El principal partido de oposición de República Dominicana formalizó el lunes una alianza electoral con el gobernante Partido de la Liberación Dominicana para impulsar la candidatura reeleccionista del presidente Danilo Medina, con lo que puso fin a cuatro décadas de antagonismo entre ambos colectivos.

"Es un día histórico", dijo Miguel Vargas, presidente del Partido Revolucionario Dominicano (PRD), luego de firmar el pacto con Medina.

Explicó en un discurso ante los dirigentes de ambos partidos que el convenio "garantiza que con el voto de una abrumadora mayoría, Danilo Medina será de nuevo electo presidente" en mayo del 2016.

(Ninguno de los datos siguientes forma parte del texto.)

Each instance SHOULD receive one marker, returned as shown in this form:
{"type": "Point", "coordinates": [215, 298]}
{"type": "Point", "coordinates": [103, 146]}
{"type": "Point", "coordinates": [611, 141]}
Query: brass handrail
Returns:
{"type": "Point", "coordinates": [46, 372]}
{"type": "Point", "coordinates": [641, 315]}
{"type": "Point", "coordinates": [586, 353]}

Vargas había declinado en junio sus aspiraciones a la Presidencia para negociar el acuerdo y apoyar a Medina.

El PLD fue fundado en 1973 por el ex presidente Juan Bosch, luego de separarse del PRD, y desde entonces ambos partidos se habían mantenido como antagonistas.

El acuerdo forma parte del apoyo que el PRD, el colectivo opositor con más diputados, dio a los oficialistas en junio pasado para reformar la constitución con la meta de permitir que Medina pudiese repostularse en el 2016.

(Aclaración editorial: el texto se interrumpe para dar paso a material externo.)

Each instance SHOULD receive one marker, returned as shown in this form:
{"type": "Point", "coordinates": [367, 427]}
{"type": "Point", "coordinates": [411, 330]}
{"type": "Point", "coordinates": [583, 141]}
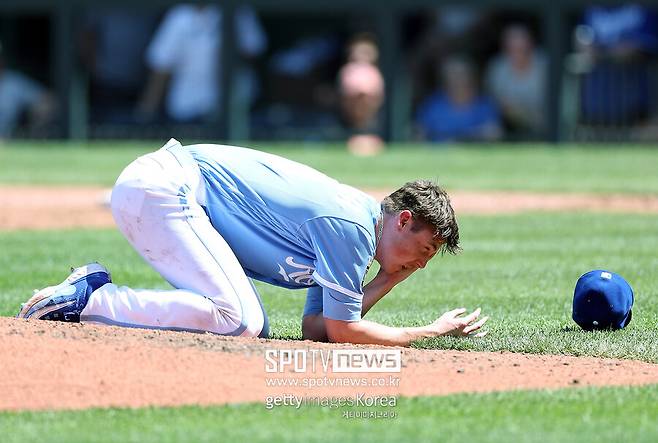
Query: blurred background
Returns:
{"type": "Point", "coordinates": [365, 73]}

La constitución prohibía la reelección inmediata, pero permitía a un presidente repostularse de manera indefinida siempre que dejara un periodo intermedio.

Con el apoyo de los legisladores del PRD y un acuerdo interno del PLD, el gobierno obtuvo la mayoría calificada que se requería para modificar la constitución en apenas unas semanas de debates.

El acuerdo es una muestra de que "estamos siendo capaces de reunir cada vez más voluntades", consideró el presidente Medina tras suscribir el pacto en una ceremonia a la que asistieron como invitados Luis Ayala, secretario general de la Internacional Socialista, y varios ex presidentes latinoamericanos.

El gobernante PLD impulsó la reforma constitucional luego de que varias encuestas de intención del voto mostraron que Medina era el único candidato que le garantizaba el triunfo electoral en 2016.

Medina se enfrentará en las urnas a Luis Abinader, del Partido Revolucionario Moderno que surgió de una escisión del PRD tras los comicios presidenciales del 2012 debido a conflictos personales entre sus principales dirigentes.

Según una encuesta de Gallup difundida por el diario Hoy a principios de julio, Medina contaba en ese momento con el 62,6% de la intención del voto, mientras a Abinader lo apoyaba el 17,4% de los consultados.

Antes de declinar a sus aspiraciones presidenciales, Vargas sólo contaba con menos del 5% de la intención del voto, según una encuesta de Gallup.